Passengers Operating Vehicles are "Users" Covered By ICBC Insurance Scheme
Important reasons for judgement were released today by the BC Court of Appeal addressing the scope of ICBC insurance coverage when a collision is caused by a passenger intervening in the use and operation of a vehicle.
In today’s case (Felix v. ICBC) the Plaintiff was driving her vehicle when her boyfriend, who was riding as a passenger, “grabbed the steering wheel causing the vehicle to leave the highway and overturn.” He was killed in the collision and the Plaintiff suffered numerous physical injuries.
The passenger was found at fault for the crash. The Plaintiff, who was a verbatim reporter, suffered injuries which seriously compromised her abilities both vocationally and recreationally. The matter proceeded to trial and damages of over $800,000 were assessed. The Defendant motorist was insured with ICBC at the time. ICBC refused to pay arguing they had no responsibility to cover the damages.
The trial judge sided with ICBC and found no coverage existed in these circumstances. The BC Court of Appeal overturned this judgement finding the trial judge erred. In finding ICBC liable to cover the damages the Court provided the following reasons:
 The word “use” is to be considered in the context of the legislative scheme to provide “access to compensation for those who suffer losses” as a result of a motor vehicle accident, along with the legislative history, context and jurisprudence noted above. The word has been given a broad meaning in other judicial authorities. Considering all of these factors, as noted in Rizzo Shoes, I can only conclude that the word “use” in s. 63(b) includes use by a passenger in a motor vehicle when it is used as a motor vehicle.
ii) In the context of the facts of this case, is there some nexus or causal relationship between Ms. Felix’s injuries and the use of her vehicle by Mr. Hearne?

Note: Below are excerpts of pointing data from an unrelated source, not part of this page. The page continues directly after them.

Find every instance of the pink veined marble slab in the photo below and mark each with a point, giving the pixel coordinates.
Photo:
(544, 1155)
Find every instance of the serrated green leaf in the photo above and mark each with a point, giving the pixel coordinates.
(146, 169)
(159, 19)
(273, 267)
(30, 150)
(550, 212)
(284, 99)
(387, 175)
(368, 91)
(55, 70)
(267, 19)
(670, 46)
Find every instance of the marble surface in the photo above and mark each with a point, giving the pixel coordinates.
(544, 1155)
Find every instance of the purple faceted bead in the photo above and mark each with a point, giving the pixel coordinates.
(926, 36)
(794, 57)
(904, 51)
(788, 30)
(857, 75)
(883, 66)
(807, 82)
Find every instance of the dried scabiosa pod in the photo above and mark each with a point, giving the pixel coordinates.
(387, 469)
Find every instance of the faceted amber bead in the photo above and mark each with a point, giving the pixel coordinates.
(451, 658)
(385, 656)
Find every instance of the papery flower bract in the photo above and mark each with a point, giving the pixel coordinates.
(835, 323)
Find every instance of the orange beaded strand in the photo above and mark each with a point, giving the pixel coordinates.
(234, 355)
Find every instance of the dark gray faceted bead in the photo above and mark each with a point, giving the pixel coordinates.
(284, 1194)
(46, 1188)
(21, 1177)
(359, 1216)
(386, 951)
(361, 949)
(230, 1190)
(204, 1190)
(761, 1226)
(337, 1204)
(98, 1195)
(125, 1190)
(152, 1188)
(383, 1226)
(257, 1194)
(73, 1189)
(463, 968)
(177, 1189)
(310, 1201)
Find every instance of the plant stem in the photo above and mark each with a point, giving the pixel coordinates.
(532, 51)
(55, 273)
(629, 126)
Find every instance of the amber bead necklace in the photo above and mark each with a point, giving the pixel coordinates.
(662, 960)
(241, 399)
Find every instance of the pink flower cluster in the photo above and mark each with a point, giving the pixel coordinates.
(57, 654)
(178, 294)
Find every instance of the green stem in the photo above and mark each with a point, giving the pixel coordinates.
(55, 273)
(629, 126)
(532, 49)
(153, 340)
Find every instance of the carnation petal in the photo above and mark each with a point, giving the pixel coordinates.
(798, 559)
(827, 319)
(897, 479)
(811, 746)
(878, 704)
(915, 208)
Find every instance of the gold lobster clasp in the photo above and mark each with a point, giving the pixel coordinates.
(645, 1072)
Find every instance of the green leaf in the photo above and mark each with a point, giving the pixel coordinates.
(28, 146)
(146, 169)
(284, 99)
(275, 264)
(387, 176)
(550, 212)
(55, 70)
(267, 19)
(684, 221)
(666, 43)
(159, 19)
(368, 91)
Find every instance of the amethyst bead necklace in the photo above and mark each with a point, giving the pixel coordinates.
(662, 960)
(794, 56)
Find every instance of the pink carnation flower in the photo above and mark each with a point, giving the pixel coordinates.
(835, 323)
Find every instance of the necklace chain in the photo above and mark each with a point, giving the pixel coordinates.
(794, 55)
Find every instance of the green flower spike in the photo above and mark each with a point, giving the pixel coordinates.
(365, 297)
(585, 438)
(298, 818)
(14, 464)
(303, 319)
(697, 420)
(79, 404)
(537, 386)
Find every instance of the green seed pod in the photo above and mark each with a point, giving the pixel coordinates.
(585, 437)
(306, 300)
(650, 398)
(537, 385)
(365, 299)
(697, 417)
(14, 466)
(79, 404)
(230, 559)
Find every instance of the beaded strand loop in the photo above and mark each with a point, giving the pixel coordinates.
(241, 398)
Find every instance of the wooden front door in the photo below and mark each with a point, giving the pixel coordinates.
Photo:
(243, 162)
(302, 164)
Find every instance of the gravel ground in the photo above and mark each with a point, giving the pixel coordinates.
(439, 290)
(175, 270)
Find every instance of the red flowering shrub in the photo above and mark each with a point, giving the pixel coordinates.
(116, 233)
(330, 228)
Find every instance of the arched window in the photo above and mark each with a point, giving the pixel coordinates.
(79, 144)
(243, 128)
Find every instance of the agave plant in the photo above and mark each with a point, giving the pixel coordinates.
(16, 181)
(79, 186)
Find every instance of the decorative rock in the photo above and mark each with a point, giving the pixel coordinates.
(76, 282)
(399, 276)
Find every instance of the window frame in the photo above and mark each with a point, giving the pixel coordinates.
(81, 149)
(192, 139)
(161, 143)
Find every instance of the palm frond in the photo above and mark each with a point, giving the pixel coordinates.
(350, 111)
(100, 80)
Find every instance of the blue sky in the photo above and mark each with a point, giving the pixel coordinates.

 The Court in Vytlingam addressed the issues of causation at para. 25, and said:
For coverage to exist, there must be an unbroken chain of causation linking the conduct of the motorist as a motorist to the injuries in respect of which the claim is made.
 I would adopt the analysis and rephrase it in this context, as, “For coverage to exist, there must be an unbroken chain of causation linking the conduct of the user as a user of a motor vehicle to the injuries in respect of which the claim is made.”
 In Amos, the Court said, at para. 26, “Generally speaking, where the use or operation of a motor vehicle in some manner contributes to or adds to the injury, the plaintiff is entitled to coverage.” See also Westmount (City) v. Rossy, 2012 SCC 30 at para. 42.
 While a passenger, or user, in a moving automobile, Mr. Hearne grabbed the steering wheel causing the accident that led to Ms. Felix’s injuries. It matters not for these purposes that he did not intend to take control of the car. He intentionally (and negligently) grabbed the wheel while he was “using” the vehicle. As a result, Ms. Felix suffered injury. There is, in my view, a clear unbroken chain of causation from his negligent act to her injuries. I would not disagree with the trial judge on this point.